Was haben Pfarrhaus und Sparkasse historisch gemeinsam? Beider Leitbild ist die Daseinsvorsorge, und das heißt: Risikovorsorge. Im Pfarrhaus hat das eine religiös-spirituelle Dimension: Das Streben nach Perfectio im Diesseits, also den Auftrag, das Beste aus einem von Gott geschenkten Leben zu machen. Reformation bedeutete daher auch ein umfassendes Programm zur Verbesserung der irdischen Welt, und die fing im eigenen Haus an.
Das Pfarrhaus, das Landpfarrhaus zumal, hatte den Auftrag, diese Mission als immerwährenden Modellversuch vorzuleben. Nicht von ungefähr sind es evangelische Pfarrer, die schon im 16. Jahrhundert die sogenannte „Hausväter“-Literatur etablieren, Enzyklopädien der sparsamen, weitsichtigen, rational und auf wissenschaftlichem Fundament beruhenden Haus-Ökonomie. Die überwältigende Mehrheit der Pfarrhäuser war arm. „Modell“ zu sein, den bürgerlichen Lebens- und Bildungsstandard zu halten – all das war nur mit eiserner Sparsamkeit zu verwirklichen.
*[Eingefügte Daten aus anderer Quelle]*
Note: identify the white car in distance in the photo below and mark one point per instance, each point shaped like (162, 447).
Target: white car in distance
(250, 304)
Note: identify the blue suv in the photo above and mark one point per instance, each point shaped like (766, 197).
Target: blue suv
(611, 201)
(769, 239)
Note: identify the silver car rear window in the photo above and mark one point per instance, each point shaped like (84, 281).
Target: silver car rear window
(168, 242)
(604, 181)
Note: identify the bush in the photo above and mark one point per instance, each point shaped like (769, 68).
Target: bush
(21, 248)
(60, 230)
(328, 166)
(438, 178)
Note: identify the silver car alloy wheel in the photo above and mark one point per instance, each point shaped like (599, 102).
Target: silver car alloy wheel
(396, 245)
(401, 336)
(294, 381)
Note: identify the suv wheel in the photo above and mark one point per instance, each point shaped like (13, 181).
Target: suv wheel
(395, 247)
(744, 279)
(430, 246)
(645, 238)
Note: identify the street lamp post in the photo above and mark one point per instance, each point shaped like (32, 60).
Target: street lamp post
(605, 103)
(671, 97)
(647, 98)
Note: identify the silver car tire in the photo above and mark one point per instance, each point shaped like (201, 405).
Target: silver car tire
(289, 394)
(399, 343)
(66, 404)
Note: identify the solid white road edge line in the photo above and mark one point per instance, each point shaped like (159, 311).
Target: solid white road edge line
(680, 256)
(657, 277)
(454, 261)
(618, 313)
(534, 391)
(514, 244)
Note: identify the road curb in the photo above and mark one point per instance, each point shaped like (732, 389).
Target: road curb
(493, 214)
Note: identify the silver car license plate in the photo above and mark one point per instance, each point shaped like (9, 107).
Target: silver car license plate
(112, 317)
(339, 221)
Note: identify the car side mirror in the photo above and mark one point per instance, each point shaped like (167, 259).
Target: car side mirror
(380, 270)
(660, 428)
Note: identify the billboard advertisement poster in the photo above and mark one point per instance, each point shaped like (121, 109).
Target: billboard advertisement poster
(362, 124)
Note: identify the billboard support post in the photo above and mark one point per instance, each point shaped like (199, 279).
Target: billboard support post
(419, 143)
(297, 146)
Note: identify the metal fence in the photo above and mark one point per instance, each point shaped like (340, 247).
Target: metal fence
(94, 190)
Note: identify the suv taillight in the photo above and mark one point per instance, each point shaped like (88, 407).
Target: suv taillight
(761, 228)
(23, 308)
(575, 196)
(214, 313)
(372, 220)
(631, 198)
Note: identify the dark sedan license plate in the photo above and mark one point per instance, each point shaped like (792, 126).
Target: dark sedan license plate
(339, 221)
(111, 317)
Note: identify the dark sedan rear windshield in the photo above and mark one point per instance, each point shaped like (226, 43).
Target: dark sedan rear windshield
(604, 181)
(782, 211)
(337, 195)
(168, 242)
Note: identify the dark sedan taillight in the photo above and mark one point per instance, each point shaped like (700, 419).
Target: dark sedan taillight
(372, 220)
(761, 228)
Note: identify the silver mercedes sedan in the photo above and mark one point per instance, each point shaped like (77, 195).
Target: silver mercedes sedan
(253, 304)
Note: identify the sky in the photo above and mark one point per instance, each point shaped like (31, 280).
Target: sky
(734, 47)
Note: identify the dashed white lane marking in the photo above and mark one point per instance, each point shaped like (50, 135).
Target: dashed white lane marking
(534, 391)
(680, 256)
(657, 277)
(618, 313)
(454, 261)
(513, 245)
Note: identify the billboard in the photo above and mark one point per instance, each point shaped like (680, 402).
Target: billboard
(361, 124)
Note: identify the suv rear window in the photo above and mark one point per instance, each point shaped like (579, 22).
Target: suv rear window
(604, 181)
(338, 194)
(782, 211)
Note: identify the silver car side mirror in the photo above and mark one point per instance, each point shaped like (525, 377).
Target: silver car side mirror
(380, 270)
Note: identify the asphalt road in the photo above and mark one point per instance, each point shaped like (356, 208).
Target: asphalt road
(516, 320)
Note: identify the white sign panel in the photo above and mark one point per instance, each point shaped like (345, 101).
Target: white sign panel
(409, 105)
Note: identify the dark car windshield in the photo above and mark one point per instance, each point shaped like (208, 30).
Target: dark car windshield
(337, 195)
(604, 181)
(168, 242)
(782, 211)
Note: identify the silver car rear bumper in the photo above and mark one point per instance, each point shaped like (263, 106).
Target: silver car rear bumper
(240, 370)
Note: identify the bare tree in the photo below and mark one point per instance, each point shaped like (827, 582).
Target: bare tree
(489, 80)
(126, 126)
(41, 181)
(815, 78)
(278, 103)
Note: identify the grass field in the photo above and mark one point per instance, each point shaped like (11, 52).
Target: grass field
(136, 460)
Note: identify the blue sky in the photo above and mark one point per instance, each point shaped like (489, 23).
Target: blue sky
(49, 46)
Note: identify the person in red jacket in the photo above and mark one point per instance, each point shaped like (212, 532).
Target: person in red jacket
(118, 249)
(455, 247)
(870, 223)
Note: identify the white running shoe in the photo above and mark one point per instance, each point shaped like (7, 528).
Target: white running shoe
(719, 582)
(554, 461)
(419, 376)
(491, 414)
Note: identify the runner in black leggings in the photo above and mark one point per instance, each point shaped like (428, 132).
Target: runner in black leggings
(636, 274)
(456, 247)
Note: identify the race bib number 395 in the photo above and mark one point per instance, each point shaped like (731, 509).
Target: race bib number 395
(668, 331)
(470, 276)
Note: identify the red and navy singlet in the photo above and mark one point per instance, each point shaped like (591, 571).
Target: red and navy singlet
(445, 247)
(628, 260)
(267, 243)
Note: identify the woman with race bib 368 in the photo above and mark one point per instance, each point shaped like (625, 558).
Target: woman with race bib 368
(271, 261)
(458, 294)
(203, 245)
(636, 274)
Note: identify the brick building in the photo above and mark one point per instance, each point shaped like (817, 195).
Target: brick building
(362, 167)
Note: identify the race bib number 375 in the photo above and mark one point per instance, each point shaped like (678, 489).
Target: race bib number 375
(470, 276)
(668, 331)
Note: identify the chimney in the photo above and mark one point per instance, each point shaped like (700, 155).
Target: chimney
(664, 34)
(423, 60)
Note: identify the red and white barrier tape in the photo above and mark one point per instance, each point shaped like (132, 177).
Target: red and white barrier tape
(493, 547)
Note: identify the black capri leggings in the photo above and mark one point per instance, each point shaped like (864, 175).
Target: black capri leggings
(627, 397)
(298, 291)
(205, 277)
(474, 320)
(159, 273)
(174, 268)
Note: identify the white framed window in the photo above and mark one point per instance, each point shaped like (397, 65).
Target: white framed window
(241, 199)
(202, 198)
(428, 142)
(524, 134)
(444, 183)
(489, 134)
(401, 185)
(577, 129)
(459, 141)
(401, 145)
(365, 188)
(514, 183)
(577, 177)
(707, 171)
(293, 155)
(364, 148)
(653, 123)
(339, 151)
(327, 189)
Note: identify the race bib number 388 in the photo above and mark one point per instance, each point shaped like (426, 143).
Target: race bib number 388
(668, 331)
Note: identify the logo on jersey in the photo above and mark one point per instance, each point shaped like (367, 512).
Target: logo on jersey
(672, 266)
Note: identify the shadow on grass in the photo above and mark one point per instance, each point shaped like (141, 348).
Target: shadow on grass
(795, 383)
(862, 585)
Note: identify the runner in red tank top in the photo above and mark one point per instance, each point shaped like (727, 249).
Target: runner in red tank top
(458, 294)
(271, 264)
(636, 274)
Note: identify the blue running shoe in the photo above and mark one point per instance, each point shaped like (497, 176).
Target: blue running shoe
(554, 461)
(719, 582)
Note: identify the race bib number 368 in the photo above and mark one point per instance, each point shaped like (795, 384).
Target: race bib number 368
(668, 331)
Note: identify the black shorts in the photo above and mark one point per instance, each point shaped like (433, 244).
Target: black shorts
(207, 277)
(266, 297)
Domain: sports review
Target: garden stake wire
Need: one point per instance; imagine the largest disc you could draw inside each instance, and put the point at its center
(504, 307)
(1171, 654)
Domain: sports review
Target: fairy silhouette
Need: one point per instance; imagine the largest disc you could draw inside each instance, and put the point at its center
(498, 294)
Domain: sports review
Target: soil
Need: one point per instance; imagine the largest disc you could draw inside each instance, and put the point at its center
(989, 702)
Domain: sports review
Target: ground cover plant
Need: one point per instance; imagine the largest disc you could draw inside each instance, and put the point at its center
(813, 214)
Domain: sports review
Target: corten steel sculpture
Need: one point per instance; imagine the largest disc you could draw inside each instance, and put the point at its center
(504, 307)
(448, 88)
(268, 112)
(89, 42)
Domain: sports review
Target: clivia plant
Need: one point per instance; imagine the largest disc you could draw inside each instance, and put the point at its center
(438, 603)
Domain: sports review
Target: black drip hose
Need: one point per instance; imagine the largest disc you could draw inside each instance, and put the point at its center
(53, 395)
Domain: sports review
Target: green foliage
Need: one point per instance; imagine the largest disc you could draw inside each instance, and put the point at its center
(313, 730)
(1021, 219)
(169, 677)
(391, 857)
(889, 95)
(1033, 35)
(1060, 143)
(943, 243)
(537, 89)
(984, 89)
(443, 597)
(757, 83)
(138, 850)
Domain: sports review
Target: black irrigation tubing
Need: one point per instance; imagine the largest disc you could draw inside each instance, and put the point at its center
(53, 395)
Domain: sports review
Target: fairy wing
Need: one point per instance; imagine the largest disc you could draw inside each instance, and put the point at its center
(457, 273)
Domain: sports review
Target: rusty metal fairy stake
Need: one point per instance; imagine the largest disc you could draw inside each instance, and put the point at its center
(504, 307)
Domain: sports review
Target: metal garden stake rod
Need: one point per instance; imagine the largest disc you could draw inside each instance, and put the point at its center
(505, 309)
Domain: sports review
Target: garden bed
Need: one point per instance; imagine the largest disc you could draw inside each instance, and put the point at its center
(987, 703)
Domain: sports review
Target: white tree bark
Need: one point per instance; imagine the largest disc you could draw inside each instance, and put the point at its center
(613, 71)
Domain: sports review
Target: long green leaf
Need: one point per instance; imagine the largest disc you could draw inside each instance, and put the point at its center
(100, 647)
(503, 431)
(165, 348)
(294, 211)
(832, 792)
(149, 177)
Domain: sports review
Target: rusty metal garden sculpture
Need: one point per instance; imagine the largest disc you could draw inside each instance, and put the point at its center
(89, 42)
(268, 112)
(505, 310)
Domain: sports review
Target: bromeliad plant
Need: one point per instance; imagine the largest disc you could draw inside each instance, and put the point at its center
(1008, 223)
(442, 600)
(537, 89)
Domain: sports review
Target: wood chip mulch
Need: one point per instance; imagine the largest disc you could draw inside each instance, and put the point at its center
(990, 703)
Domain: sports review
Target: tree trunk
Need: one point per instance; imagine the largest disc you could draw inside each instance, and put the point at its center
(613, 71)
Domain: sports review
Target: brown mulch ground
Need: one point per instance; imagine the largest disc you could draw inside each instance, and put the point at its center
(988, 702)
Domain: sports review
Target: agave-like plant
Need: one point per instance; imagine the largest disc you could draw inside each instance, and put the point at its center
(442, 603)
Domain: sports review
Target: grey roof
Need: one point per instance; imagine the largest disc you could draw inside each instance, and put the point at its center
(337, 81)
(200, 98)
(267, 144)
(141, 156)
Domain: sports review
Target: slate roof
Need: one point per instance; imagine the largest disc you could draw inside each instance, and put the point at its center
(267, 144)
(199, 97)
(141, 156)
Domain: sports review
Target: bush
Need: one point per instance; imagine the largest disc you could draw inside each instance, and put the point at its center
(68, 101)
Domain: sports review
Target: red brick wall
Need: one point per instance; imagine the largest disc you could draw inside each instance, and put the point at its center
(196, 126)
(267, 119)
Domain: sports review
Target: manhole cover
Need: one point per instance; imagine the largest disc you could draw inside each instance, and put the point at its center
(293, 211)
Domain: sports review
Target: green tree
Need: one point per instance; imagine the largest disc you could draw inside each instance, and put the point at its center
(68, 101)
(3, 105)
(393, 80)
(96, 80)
Um 1800, in der Zeit der Aufklärung, hat sich diese lebenspraktische und reformerische Seite des Pfarrhauses am auffälligsten gezeigt – und es ist kein Zufall, dass in dieser Zeit die ersten kommunalen Sparkassen entstanden und zwar in protestantisch geprägten Territorien, 1778 in Hamburg, 1795 im Herzogtum Oldenburg, 1801 in Göttingen, 1808 im Herzogtum Hessen-Darmstadt. Der sozialreformerisch und unternehmerisch gleichermaßen dynamische Pfarrer Johann Friedrich Oberlin gründete im ländlichen Elsass 1785 seine Sparkasse praktischerweise selbst.
Das Versorgungsangebot des Pfarrhauses ist flächendeckend, das der Sparkasse auch. Die Bank war noch bis weit ins 20. Jahrhundert eine Angelegenheit der Großstadt und der Großkunden, der Aktien-Emission und Vermögensverwaltung. Die Sparkasse begann als Bank der Arbeiter, Handwerker und Tagelöhner. Der Pastor wetterte am Sonntag von der Kanzel: Vertrinkt und verspielt eure paar übrigen Groschen nicht im Wirtshaus! Die Sparkasse gleich gegenüber offerierte am Montag die Alternative.
„Der Besitz eines Sparbuchs“, schreibt der Historiker Thomas Nipperdey, war „ein Ansatz zur Entproletarisierung“. Der Besitz einer Bibel war schon seit der Reformation ein Ansatz zur geistigen Teilhabe, in der es keine Klassenschranken geben sollte. So haben beide ihr Buch als Ausgangspunkt, auch wenn das eine bei der Vermögensbildung keine große Rolle mehr spielt, und die Bibel selbst im Pfarrhaus mit lebensweltlicher Erbauungsliteratur konkurriert.
Das Pfarrhaus bedeutete Bildung für alle, die Sparkasse ein Konto für alle – beides sind Investitionen für die Zukunft. So geht eine beruhigende und zuversichtliche Schwingung aus von Bank zu Bank – der in der Kirche und der mit dem Tresor im Keller.
Ein Wermutstropfen: Der Anteil der Sparkassen am Geschäftsvolumen des deutschen Kapitalmarkts lag 1913 schon bei 32 Prozent, 1966 bei 38,5. Zuwächse hatte die Kirche in diesem Zeitraum nicht mehr zu verzeichnen. Im Gegenteil.